Ragmatic is a low-code tool for creating RAG applications.

Installation

To install Ragmatic, clone this repo and use pip:

git clone https://github.com/jdraines/ragmatic.git
pip install -e "./ragmatic[hugging-face]"

Try it out

[!NOTE] In order to run these examples, you will need to have an OpenAI API key. We will set that key as an environment variable.

The examples/ directory contains a couple of examples to get you started. The first one to look at is examples/winnie_the_pooh.

First, cd into that directory:

cd examples/winnie_the_pooh

Ragmatic splits the RAG application into two main parts: A pipeline that generates embeddings from text, and then a RAG agent that uses those embeddings to answer questions.

We'll start by running the pipeline with the following command:

ragmatic run-pipeline -v local_documents_path=./book

This command will generate embeddings for the text in the book directory. The embeddings will be saved in a newly created ./data/ directory.

Now, to run the actual RAG, you will need to set the OPENAI_API_KEY environment variable to your OpenAI API key. For the purpose of this example, you can do that by running the following command:

export OPENAI_API_KEY=your_openai_api_key

Now you can run the RAG agent with the following command:

ragmatic rag-query \
    -v local_documents_path=./book \
    -v n_nearest=3 \
    --query "Who found Eeyore's tail? Can you quote the text that describes the event?"

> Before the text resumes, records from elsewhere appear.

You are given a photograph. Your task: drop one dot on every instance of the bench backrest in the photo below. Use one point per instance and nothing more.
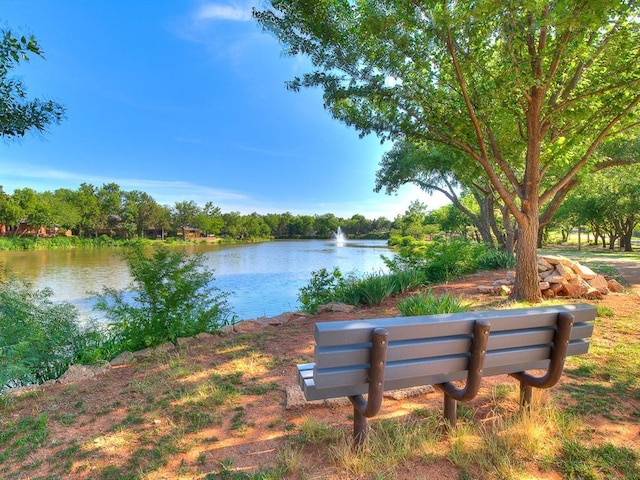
(434, 349)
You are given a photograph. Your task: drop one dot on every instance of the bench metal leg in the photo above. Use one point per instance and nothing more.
(478, 351)
(526, 395)
(363, 409)
(451, 410)
(556, 363)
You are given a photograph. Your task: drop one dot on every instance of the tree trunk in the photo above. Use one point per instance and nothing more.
(484, 224)
(510, 233)
(527, 287)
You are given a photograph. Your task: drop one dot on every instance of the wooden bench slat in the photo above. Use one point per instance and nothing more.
(445, 325)
(312, 392)
(335, 356)
(439, 369)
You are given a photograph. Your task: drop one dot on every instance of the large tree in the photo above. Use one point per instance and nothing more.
(526, 90)
(18, 114)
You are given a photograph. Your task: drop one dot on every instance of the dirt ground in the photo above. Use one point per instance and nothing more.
(107, 404)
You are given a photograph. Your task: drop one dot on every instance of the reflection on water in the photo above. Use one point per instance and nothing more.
(262, 279)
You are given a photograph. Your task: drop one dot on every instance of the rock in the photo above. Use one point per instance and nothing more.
(557, 259)
(227, 330)
(555, 277)
(615, 286)
(572, 290)
(248, 326)
(555, 287)
(565, 271)
(336, 307)
(503, 290)
(600, 283)
(593, 294)
(77, 373)
(543, 265)
(584, 272)
(277, 320)
(485, 289)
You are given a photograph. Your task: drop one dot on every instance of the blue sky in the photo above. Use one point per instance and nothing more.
(185, 100)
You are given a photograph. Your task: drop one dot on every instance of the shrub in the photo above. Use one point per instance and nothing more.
(171, 296)
(429, 304)
(38, 337)
(445, 259)
(375, 288)
(324, 287)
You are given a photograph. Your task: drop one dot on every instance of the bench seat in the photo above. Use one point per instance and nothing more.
(435, 349)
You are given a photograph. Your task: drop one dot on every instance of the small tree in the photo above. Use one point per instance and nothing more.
(38, 337)
(171, 296)
(19, 115)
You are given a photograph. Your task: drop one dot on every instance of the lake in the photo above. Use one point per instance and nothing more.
(263, 279)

A few things to note about the command above. We've set the local_documents_path again to the book directory. We've also set n_nearest to 3. This is a pretty low number, but our corpus only has 11 documents, so we want to demonstrate that the RAG agent can still find relevant documents even with a small number of documents. Finally, we've set the query parameter to the question we want to ask the RAG agent.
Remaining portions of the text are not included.